The first disc is the weaker of the two, hammering on dancepunk nails that have been worn down to stubs. It’s a set of mostly boring extended dancepunk-ish experiments which sit on weak hooks for minutes at a time. Its opener, “Daft Punk is Playing at My House,” is one of the better of these dance-punk/techno hybrids; but it’s still only remotely interesting because of its beat, a strangely alluring compound of drum machine, handclaps, and cymbals. Otherwise, its substance is limited to a three note hook that’s reiterated ad infinitum, and Murphy’s swaggering vocals, which go through various insubstantial vocal passages and some falsetto maneuvering.
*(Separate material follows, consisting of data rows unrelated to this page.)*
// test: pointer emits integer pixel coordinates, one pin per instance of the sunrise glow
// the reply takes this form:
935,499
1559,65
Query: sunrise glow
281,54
It’s not an ambitious highpoint to begin with, and the rest of the disc generally bumbles downwards in quality. “Too Much Love,” whose vocals and semi-funk vibe are Talking Heads all over, rides an utterly stale beat, brings in some weird and ineffective synth figures to complement its superfluous cowbells, and goes on for too many minutes (over five, to be exact). Only “Never as Tired as When I’m Waking Up” really shows up as a bright spot on the album --- thanks to its abandonment of dance floor illusions. Sitting tight with a calm mid-tempo beat and unrushed guitar movements, it’s smoothly executed, with an excellent chorus hook. Unfortunately, it’s almost instantaneously ruined by the overlong non-starter of a non-dance track, “On Repeat,” which could’ve been alternately titled “Lazy Rapture Knock-off.”

The second disc is slow in picking up the first disc’s slack. “Losing My Edge,” of some popularity in the “inching dance” population for some inscrutable reason, is pretty awful – it hardly makes it beyond a tinker techno home synthesizer experiment for nearly six minutes before it introduces increasingly complex beats and short-lived synth effects. “Beat Connection” is equally grating in its repetition, though it develops into some interesting beat-variation after only two and a half minutes of iteration and reiteration, and noteworthy synth developments after another minute.
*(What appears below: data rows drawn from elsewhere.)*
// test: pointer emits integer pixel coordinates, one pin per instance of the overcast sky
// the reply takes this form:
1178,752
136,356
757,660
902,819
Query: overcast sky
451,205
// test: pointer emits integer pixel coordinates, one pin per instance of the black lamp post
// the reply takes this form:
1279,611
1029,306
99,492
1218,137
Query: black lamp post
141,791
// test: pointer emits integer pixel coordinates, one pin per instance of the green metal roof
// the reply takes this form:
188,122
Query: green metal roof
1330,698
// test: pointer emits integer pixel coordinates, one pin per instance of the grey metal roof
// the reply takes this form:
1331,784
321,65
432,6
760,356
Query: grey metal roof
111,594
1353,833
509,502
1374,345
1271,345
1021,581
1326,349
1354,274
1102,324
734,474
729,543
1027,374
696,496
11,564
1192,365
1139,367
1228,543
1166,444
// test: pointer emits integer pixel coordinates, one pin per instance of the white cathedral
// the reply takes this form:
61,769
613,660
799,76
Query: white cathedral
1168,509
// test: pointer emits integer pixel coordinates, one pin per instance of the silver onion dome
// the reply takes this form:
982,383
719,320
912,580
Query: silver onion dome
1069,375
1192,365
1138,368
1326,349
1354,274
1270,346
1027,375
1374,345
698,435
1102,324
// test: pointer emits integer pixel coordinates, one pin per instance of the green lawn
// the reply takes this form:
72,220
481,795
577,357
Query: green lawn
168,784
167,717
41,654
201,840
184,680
No, the stars of the second disc are the “Yeah” mixes (a “Crass Version” and “Pretentious Version”), which follow some superbly groovy bass lines as they chart expanding progressions of synths into cataclysmic climaxes. Unfortunately, they’re both over nine minutes long, and come far too late into the album to make the trial of getting through the album’s first disc --- and a good deal of the second disc --- terribly worthwhile.
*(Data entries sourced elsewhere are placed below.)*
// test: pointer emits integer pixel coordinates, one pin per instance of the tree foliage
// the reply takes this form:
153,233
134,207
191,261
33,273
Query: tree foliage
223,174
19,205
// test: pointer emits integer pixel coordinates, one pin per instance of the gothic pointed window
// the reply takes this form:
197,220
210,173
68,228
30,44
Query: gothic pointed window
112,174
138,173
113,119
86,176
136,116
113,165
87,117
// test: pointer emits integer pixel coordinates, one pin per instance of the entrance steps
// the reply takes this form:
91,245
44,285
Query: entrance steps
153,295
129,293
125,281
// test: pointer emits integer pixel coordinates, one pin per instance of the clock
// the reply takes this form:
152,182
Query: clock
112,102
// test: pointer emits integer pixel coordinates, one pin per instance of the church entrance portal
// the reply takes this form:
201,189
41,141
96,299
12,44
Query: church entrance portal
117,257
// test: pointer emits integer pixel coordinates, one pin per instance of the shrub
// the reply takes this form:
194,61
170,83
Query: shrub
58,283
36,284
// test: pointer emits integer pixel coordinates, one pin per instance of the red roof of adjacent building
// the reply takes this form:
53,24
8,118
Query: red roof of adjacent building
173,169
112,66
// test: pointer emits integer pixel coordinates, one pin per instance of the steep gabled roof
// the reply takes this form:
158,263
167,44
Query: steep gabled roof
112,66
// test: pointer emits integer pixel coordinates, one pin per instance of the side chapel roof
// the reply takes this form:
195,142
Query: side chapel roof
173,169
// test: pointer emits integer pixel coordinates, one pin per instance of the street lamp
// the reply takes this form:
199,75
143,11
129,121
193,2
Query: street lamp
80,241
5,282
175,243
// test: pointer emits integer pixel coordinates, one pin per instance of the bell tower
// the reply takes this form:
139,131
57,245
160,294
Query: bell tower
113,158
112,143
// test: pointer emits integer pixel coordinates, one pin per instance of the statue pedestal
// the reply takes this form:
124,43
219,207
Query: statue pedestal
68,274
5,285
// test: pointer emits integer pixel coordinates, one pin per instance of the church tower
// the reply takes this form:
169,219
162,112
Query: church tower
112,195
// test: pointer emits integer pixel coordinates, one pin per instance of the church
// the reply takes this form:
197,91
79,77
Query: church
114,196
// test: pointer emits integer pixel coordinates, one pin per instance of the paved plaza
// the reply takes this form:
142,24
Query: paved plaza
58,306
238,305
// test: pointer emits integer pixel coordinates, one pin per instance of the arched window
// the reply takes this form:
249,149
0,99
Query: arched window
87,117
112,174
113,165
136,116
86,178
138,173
Fundamentally, the problem with LCD Soundsystem (and so much of dancepunk) is in its inability to comfortably hybridize its rock influences with dance-floor gumption. Murphy and his cohorts just don’t know which one to choose, and so they unsuccessfully try to mix water with oil. Whether the task is, at large, an impossible one, is up for speculation. But for now, good reader, it seems most reliable to leave arty music to your apartment, and keep on having un-self-conscious fun to the good old groovy stuff on the dance floor. Unless, of course, you’re one of those critics who are ashamed of having fun. In that case, well, how do I say this...you’re doomed.